[Paper] SCOPE: Language Models as One-Time Teacher for Hierarchical Planning in Text Environments

Published: (December 10, 2025 at 01:26 PM EST)
4 min read
Source: arXiv

Source: arXiv - 2512.09897v1

Overview

The paper presents SCOPE, a new way to turn a large language model (LLM) into a “one‑time teacher” for hierarchical planning in purely textual environments. By extracting subgoals from the LLM just once—at the start of training—SCOPE pre‑trains a lightweight student planner that can operate without any further LLM calls, dramatically cutting compute cost while still beating the prior state‑of‑the‑art on the TextCraft benchmark.

Key Contributions

  • One‑Shot Subgoal Generation – Uses an LLM only at initialization to produce subgoals from example trajectories, eliminating repeated prompting during training and inference.
  • Subgoal‑Conditioned Pretraining (SCOPE) – Introduces a lightweight hierarchical planner that learns to follow the LLM‑generated subgoals, effectively distilling the LLM’s world knowledge into a compact model.
  • Efficiency Gains – Reduces inference latency from ~164 s (LLM‑based ADaPT) to ~3 s while achieving a higher success rate (0.56 vs 0.52).
  • Empirical Validation – Demonstrates that even suboptimal LLM‑generated subgoals provide a strong scaffold for hierarchical decomposition in the TextCraft text‑based planning environment.

Methodology

  1. Collect Example Trajectories – Gather a modest set of successful (or partially successful) action sequences from the target text environment.
  2. LLM Subgoal Extraction (One‑Shot) – Prompt a large pretrained LLM (e.g., GPT‑4) with each trajectory and ask it to break the sequence into high‑level subgoals (e.g., “collect wood”, “build a shelter”).

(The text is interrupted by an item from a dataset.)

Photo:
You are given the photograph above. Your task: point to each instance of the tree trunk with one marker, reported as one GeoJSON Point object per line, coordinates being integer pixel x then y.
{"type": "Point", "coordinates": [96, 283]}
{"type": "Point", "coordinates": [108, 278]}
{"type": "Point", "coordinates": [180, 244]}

This step runs only once.
  3. Student Planner Architecture – Build a two‑level model:
    • High‑Level Policy predicts which subgoal to pursue next, conditioned on the current textual observation.
    • Low‑Level Policy executes primitive actions to achieve the chosen subgoal.
  4. Subgoal‑Conditioned Pretraining – Train the student planner on the extracted subgoals using standard supervised learning (cross‑entropy for subgoal selection, imitation loss for low‑level actions). No LLM queries are needed after this stage.
  5. Fine‑Tuning (Optional) – A short fine‑tuning phase on the target environment can further adapt the student without invoking the LLM again.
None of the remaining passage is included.